Monday, September 6, 2010


I was able to pick up Fr. Rolheiser's great book, "The Holy Longing”, at a bargain price in a thrift shop. Thrift shops are a favorite haunt of mine. I have been able to buy some great books and wonderful music, at unbelievable prices. There are two fantastic chapters in the above book. One chapter is on the Spirituality of The Paschal Mystery, and the other is on the Spirituality of Sexuality.
Both these chapters are a daily read. In this book Fr. Rolheiser quotes Henri Nouwen;

"Our life is a short time in expectation, a time in which sadness and joy kiss each other at every moment of our life. There is a quality of sadness that pervades all moments of our life. It seems there is no such thing as clear-cut pure joy, but that even in the most happy moments of our existence we sense a tinge of sadness. In every satisfaction, there is an awareness of limitations. In every success, there is fear of jealousy. Behind every smile, there is a tear. In every embrace, there is loneliness. In every friendship, distance. And, in all forms of light, there is the knowledge of surrounding darkness....But this intimate experience in which every bit of life is touched with a bit of death can point us beyond the limits of our existence. It can do so by making us look forward in expectation to the day when our hearts will be filled with perfect joy, a joy no one shall take away from us."

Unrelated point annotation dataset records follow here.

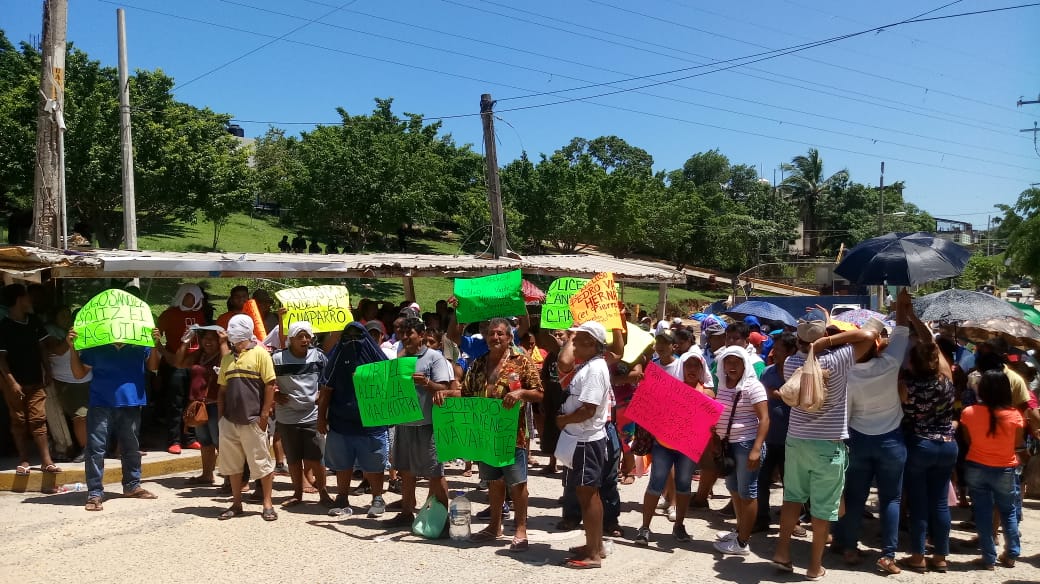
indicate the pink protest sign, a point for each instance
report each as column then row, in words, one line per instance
column 674, row 413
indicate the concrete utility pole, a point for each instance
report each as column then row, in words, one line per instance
column 49, row 179
column 494, row 189
column 129, row 203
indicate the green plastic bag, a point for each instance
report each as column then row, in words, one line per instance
column 431, row 520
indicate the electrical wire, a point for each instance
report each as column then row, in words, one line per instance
column 261, row 47
column 815, row 60
column 842, row 93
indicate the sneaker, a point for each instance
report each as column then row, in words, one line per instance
column 643, row 536
column 732, row 547
column 724, row 535
column 378, row 507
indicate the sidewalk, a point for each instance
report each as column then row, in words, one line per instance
column 154, row 463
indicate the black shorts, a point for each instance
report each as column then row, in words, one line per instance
column 589, row 466
column 302, row 442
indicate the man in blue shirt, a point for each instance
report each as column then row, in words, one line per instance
column 117, row 396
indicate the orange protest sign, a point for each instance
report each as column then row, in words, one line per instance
column 597, row 300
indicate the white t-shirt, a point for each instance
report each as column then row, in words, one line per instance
column 591, row 385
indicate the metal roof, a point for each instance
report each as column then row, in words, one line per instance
column 18, row 261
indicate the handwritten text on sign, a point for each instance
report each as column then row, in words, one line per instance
column 476, row 428
column 556, row 309
column 327, row 308
column 597, row 300
column 114, row 316
column 386, row 392
column 674, row 413
column 481, row 298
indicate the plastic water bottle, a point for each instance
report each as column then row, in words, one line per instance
column 459, row 515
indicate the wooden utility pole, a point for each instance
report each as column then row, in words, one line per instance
column 494, row 189
column 129, row 202
column 47, row 214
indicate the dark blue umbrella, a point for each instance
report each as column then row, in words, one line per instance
column 762, row 311
column 903, row 259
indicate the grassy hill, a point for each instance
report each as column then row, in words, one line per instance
column 245, row 234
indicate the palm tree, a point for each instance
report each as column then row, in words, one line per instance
column 807, row 186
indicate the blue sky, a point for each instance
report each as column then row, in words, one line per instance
column 935, row 101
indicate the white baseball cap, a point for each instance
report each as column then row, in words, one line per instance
column 596, row 329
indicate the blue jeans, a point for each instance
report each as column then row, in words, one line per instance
column 994, row 486
column 664, row 460
column 930, row 463
column 872, row 458
column 743, row 481
column 125, row 424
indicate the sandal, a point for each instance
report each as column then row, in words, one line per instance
column 484, row 536
column 887, row 565
column 231, row 512
column 906, row 564
column 935, row 565
column 139, row 493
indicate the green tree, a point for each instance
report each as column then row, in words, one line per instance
column 808, row 186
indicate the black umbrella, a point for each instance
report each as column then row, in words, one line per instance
column 959, row 306
column 903, row 259
column 762, row 310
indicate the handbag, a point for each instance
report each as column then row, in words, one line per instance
column 642, row 443
column 196, row 415
column 431, row 520
column 725, row 462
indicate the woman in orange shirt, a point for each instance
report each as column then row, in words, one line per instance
column 994, row 432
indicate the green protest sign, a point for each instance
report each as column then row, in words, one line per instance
column 481, row 298
column 114, row 316
column 386, row 392
column 556, row 309
column 476, row 428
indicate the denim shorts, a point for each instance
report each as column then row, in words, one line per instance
column 664, row 460
column 514, row 474
column 744, row 481
column 345, row 452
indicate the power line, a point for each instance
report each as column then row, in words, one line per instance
column 842, row 93
column 812, row 59
column 262, row 47
column 686, row 102
column 687, row 87
column 586, row 100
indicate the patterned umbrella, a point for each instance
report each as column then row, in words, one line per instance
column 1017, row 332
column 859, row 316
column 958, row 306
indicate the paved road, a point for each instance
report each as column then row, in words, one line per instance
column 177, row 538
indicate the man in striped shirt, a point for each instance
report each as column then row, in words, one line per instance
column 816, row 456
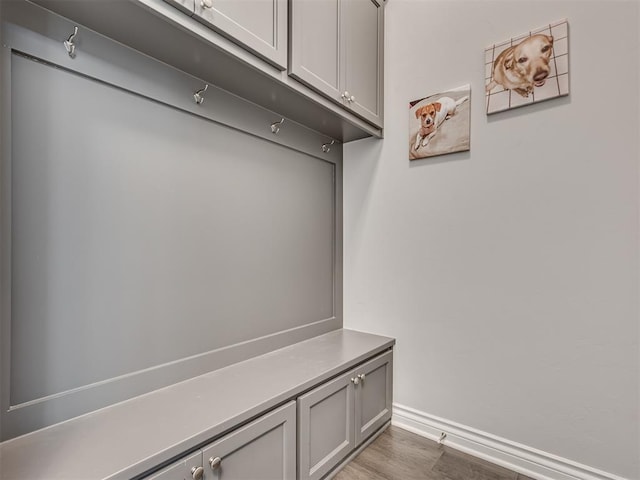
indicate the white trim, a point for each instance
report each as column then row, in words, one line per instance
column 500, row 451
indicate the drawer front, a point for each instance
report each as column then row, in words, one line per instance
column 264, row 449
column 180, row 470
column 325, row 433
column 259, row 25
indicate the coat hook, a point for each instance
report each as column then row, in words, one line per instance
column 326, row 146
column 275, row 127
column 69, row 45
column 199, row 95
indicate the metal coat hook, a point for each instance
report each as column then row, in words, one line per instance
column 199, row 95
column 326, row 146
column 275, row 127
column 69, row 45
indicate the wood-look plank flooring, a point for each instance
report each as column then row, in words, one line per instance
column 401, row 455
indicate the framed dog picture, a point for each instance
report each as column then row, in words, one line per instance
column 440, row 123
column 529, row 68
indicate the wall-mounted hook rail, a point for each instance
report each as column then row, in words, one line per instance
column 275, row 126
column 69, row 44
column 326, row 147
column 199, row 95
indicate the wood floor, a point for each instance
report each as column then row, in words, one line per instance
column 401, row 455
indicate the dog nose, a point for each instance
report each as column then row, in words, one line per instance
column 540, row 75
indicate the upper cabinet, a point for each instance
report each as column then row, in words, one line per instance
column 258, row 25
column 337, row 49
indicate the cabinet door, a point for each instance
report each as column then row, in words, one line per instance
column 373, row 395
column 187, row 6
column 185, row 469
column 259, row 25
column 264, row 449
column 325, row 427
column 363, row 30
column 315, row 45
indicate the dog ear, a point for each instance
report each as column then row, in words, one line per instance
column 508, row 60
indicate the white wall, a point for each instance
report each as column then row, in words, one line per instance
column 508, row 274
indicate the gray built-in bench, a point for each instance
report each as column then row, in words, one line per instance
column 297, row 412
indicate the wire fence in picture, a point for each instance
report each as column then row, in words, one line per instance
column 527, row 69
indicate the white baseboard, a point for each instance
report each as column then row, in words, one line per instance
column 514, row 456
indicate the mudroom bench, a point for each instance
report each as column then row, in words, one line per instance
column 296, row 412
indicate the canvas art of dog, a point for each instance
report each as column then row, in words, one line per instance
column 432, row 116
column 524, row 66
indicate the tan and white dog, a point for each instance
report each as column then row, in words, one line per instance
column 523, row 66
column 432, row 115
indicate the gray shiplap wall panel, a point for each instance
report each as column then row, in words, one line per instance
column 148, row 243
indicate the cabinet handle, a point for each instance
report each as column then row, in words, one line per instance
column 215, row 462
column 197, row 473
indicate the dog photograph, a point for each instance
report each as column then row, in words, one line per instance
column 440, row 123
column 529, row 68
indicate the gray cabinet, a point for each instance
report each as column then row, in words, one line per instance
column 337, row 49
column 335, row 418
column 259, row 25
column 325, row 427
column 264, row 449
column 373, row 396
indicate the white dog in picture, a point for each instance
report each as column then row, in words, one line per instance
column 432, row 116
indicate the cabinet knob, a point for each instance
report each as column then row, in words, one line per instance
column 215, row 462
column 197, row 473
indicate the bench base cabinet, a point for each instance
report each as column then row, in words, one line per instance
column 335, row 418
column 264, row 449
column 304, row 439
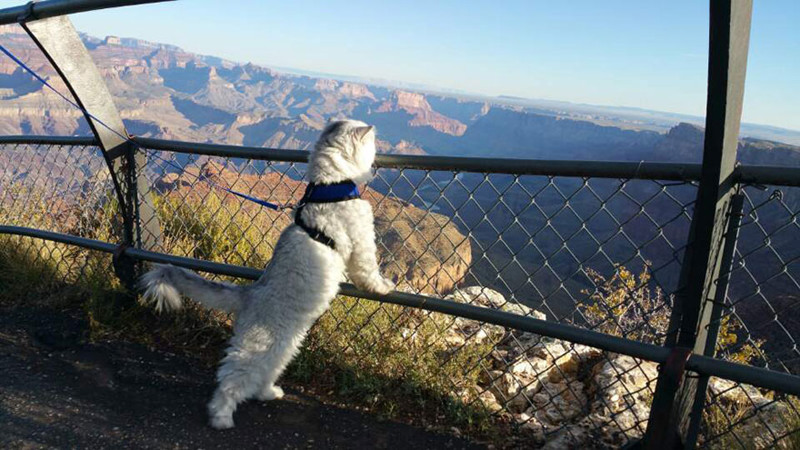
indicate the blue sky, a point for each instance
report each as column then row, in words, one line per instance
column 628, row 53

Then Fr. Rolheiser writes the following commentary: "What Nouwen affirms here, in simple language, is what Christian Theology means when it tells us we are living in the interim eschatological age. We are living in that time between Christ’s Resurrection (the initial triumph of God’s promise to give us fulfillment) and the final consummation of that promise, the end of time (when all tears will be wiped away).
During that time, and it is an interim time, we will always live in tension, waiting for the final consummation of history and our lives. Our happiness depends not on overcoming this, which we cannot do in any case, but in making peace with it. And that peace is not made by a stoic acceptance that we cannot have it all in this life. It is made by living our incompleteness in face of a future promise.

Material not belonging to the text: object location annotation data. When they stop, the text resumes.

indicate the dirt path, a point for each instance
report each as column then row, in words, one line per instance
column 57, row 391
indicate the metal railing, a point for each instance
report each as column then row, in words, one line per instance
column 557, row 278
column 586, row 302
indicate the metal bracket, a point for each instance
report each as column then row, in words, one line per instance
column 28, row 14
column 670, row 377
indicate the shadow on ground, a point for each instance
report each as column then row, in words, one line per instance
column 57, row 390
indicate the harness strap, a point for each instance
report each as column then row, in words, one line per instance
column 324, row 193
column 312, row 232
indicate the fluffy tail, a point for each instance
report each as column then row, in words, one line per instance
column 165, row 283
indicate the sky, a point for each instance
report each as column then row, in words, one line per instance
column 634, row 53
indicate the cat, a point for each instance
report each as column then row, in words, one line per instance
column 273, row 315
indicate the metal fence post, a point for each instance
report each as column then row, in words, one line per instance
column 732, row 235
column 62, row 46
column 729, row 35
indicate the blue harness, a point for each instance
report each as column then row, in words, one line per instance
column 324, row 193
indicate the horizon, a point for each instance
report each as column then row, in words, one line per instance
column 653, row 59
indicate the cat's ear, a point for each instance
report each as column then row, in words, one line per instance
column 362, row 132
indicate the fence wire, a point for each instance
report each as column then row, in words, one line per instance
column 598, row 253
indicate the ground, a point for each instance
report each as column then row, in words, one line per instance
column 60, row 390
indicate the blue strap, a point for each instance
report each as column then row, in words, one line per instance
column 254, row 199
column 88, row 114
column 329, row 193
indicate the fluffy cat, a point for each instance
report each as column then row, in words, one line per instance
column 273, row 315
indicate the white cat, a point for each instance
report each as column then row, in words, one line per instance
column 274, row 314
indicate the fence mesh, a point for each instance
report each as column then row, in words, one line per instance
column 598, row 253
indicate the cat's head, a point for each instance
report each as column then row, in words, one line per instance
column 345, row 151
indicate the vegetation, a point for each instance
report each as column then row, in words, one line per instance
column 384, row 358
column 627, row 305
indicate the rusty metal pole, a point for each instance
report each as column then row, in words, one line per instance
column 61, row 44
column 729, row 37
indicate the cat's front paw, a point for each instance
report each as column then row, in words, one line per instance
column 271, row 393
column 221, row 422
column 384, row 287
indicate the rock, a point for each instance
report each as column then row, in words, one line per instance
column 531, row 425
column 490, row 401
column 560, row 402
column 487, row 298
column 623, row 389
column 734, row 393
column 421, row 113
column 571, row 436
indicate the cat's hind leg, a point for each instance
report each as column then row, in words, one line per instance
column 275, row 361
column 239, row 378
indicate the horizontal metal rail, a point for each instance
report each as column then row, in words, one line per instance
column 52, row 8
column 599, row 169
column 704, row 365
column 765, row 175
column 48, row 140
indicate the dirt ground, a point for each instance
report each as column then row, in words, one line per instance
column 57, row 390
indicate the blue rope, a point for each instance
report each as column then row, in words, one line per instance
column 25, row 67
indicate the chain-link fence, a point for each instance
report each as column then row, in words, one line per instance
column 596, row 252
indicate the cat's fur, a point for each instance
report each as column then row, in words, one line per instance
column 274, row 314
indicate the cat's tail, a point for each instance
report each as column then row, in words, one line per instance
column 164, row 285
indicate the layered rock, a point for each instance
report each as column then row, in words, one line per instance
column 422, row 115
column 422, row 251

To live in the interim eschatological age to be like a couple waiting to be married who, for a good reason (for example the death of a parent), have chosen to postpone their marriage for a period of time. There is a certain frustration in that, but that frustration is offset by the clear knowledge that this is only a temporary delay, soon to be overcome. Our essential “inconsummation” in this life must be understood in this way. The frustration is real, but it is, as Nouwen so well puts it, something we will one day overcome, albeit that day will not meet us in this life.

“To understand the time we live in, is to be less frustrated with the fact that it cannot offer us the final symphony." Our spiritual journey, then, is the everyday living in that reality. Fr. Rolheiser hits it right on the head when he points out it we are dealing with real frustration, and that frustration is now. We do not deal with this frustration by fighting it, no use we cannot win, or by making attempts to fix it, which we ourselves cannot, it is somehow in the acceptance that we are able to arrive at some peace. Acceptance of who we are, and who God is, in that reality lies the key. God is God, and we are not. WE have the great, deep desire, given to us by our God, to be totally one, once again. That is our journey into a oneness with who we are, and in that process we find union with Him, who is our Source, and Destiny.

The Psalmist provides us with those wonderful lines, "out of the depths I cry to you o Lord. Lord hear my cry." When we allow ourselves to taste the essential helplessness, hopelessness, and powerlessness of who we are as human beings, then our Savior God will come to us with those consoling word, "My Beloved here I am. I am always standing beside you. I will not, I cannot desert, abandon you. You are to me as beloved as your brother Jesus. The love I have for the both of you is the same.” Can you believe that? It is not the reality that you have difficulty with, it is a deepening faith that will bring you to that place. It is yours to have. Ask and you shall receive, seek and you shall find, knock and it will be opened to you. Always keep in mind, “My ways, are not your ways”. My time is not the way you figure time. I will come at a time and in the places you least expect. “It has been this way, and as it was so it shall ever be." I believe Lord, help my unbelief/disbelief.